C. Is the Final Adjudicator’s decision reasonable?

[31] The Applicant submits that the decision is unreasonable because, citing Vavilov, he argues that the Final Adjudicator used circular reasoning, failed to consider key evidence, and did not examine the core of his grievance. The net effect of these flaws makes the decision unreasonable, according to the Applicant.

[32] The Applicant argues that the decision fails to exhibit common sense and ordinary logic, because the Final Adjudicator failed to ask the RCMP to explain how it was possible two hourly employees doing the same work could be paid different hourly wages. He says that the reasoning in the decision simply does not “add up”, and thus, according to Vavilov, it is unreasonable. An example of this is the Final Adjudicator’s treatment of a key Treasury Board document the Applicant had submitted in support of his grievance, which shows that the RCMP has failed to properly interpret how annual pay is calculated.

[33] Two introductory comments will help to situate the discussion of this issue. First, it is useful to recall that the Final Adjudicator was required to determine whether the initial level decision was “clearly unreasonable.” Therefore, on judicial review, in accordance with Vavilov, I am required to determine whether the Final Adjudicator’s finding that the initial level decision was not “clearly unreasonable” is, itself, unreasonable.

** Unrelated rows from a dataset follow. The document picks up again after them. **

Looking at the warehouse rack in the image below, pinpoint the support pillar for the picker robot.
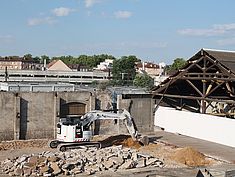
[14,93,20,140]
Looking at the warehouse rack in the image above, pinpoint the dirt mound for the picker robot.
[172,147,209,167]
[0,139,48,151]
[101,135,141,149]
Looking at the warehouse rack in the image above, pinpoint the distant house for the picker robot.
[67,64,92,72]
[0,56,43,70]
[95,59,113,71]
[136,62,161,77]
[47,60,72,71]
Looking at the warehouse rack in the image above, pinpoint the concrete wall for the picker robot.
[0,91,153,141]
[118,95,154,133]
[0,91,95,141]
[0,92,16,139]
[154,106,235,147]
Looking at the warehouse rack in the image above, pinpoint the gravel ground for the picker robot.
[0,135,228,177]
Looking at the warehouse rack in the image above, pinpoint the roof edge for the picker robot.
[202,48,235,53]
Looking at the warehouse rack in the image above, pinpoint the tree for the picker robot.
[24,54,33,60]
[40,55,50,63]
[165,58,187,72]
[112,55,140,81]
[171,58,186,70]
[133,74,154,89]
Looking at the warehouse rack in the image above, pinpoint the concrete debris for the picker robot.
[0,146,164,176]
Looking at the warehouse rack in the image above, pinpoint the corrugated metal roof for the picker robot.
[203,49,235,73]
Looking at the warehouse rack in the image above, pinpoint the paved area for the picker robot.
[150,130,235,164]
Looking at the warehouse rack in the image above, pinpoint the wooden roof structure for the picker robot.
[152,49,235,117]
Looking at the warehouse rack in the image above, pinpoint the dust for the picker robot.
[172,147,210,167]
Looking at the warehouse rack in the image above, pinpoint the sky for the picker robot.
[0,0,235,64]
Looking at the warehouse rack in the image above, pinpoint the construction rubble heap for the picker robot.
[0,145,164,176]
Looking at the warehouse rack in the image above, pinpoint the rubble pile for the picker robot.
[0,139,48,151]
[0,146,164,176]
[173,147,210,167]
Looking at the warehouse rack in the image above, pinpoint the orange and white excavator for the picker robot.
[48,109,148,151]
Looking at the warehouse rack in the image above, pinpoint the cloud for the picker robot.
[178,23,235,36]
[216,38,235,46]
[114,11,132,18]
[84,0,102,8]
[28,17,57,26]
[0,35,13,43]
[52,7,75,17]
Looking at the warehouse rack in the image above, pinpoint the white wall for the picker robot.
[154,106,235,147]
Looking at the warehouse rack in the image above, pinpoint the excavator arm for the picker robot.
[81,109,138,141]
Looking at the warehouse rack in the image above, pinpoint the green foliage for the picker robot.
[112,55,140,82]
[24,54,33,60]
[169,58,187,70]
[40,55,50,63]
[133,74,154,89]
[52,54,115,68]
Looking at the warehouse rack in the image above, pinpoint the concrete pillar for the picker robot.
[14,93,20,140]
[53,92,60,139]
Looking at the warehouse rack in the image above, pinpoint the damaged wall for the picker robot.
[154,106,235,147]
[0,91,153,141]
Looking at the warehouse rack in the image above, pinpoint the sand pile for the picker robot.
[172,147,209,167]
[0,139,48,151]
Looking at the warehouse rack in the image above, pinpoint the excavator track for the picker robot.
[57,142,101,152]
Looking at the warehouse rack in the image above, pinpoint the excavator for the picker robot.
[48,109,148,151]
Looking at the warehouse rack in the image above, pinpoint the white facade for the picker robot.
[154,106,235,147]
[96,59,113,70]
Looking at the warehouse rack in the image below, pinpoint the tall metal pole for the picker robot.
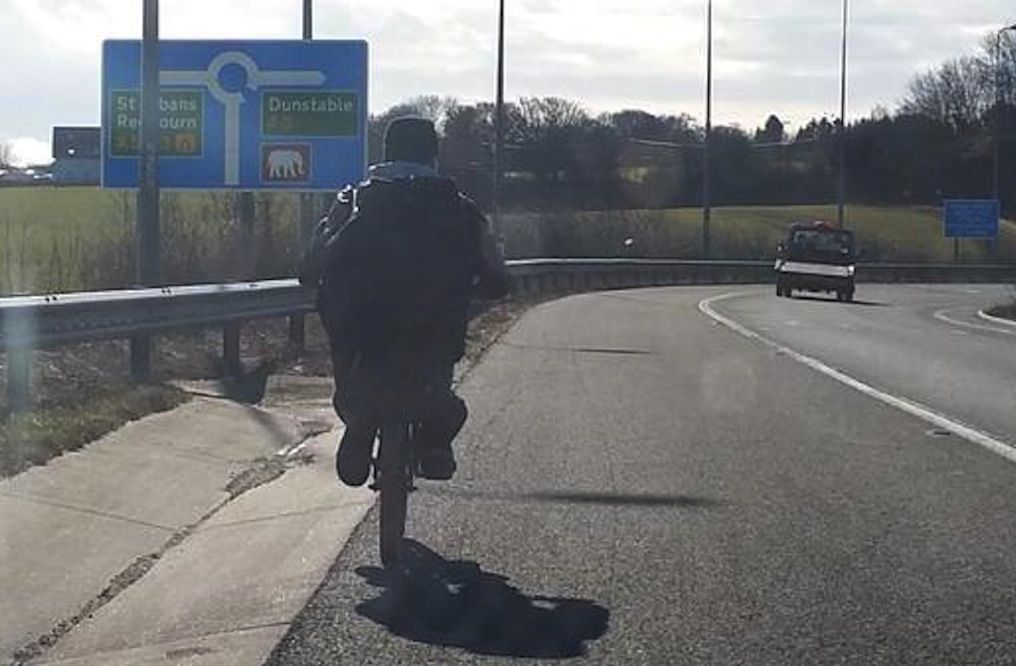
[702,0,712,259]
[136,0,160,286]
[288,0,310,356]
[297,0,320,251]
[992,24,1016,200]
[131,0,162,381]
[836,0,849,228]
[492,0,505,239]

[34] Second, the reasonableness of the decision is assessed with reference to the issues that the parties raised before the decision-maker. In this case, the Final Adjudicator described the issues in the following manner:

[64] The initial level decision examines the two pivotal questions with respect to standing:

1) Was the decision, act or omission made in the administration of the Force?

2) Was this matter previously adjudicated?

[35] The question before me, therefore, is whether the Final Adjudicator’s decision on these two questions is reasonable. While much of the Applicant’s argument was focused on the substance of his grievance, it should be noted that the decision being challenged did not determine whether the Applicant’s complaint about his pay was well-founded; rather, it focused on the preliminary question of standing, as that term is understood within the RCMP grievance process.

[36] After summarizing the issues, the Final Adjudicator referred to the framework for reasonableness review set out in Vavilov, and then noted that the “clearly unreasonable” standard compelled significant deference, citing Kalkat v Canada (Attorney General), 2017 FC 794, where this Court found that the “clearly unreasonable” standard was equivalent to the “patently unreasonable” standard of review. The Final Adjudicator noted that the Federal Court of Appeal confirmed this interpretation in Smith v Canada (Attorney General), 2021 FCA 73. As the Final Adjudicator stated at paragraph 70: “In applying this standard, the [Applicant] must not only identify that the initial level adjudicator erred, but also show that the error was determinative in reaching an outcome that would not have been possible without the mistake.”

[37] No issue was raised by the Applicant regarding this finding, and it is consistent with the governing case-law (see Zak v Canada (Attorney General), 2021 FCA 80; Podmoroff v Canada (Attorney General), 2021 FC 421).

[38] The Applicant submits that the Final Adjudicator’s analysis of whether his grievance involved a “decision, act or omission made in the administration of the Force” is unreasonable because it failed to give due consideration to an article on this issue that he had submitted, entitled: “Subsection 31(1) of the RCMP Act: the “Standing” Requirement, by Lisa Thiele”. The Applicant relies on the following statement from the article:

3. “The member has no standing because the decision at issue was made according to a Treasury Board policy over which the Force has no control.”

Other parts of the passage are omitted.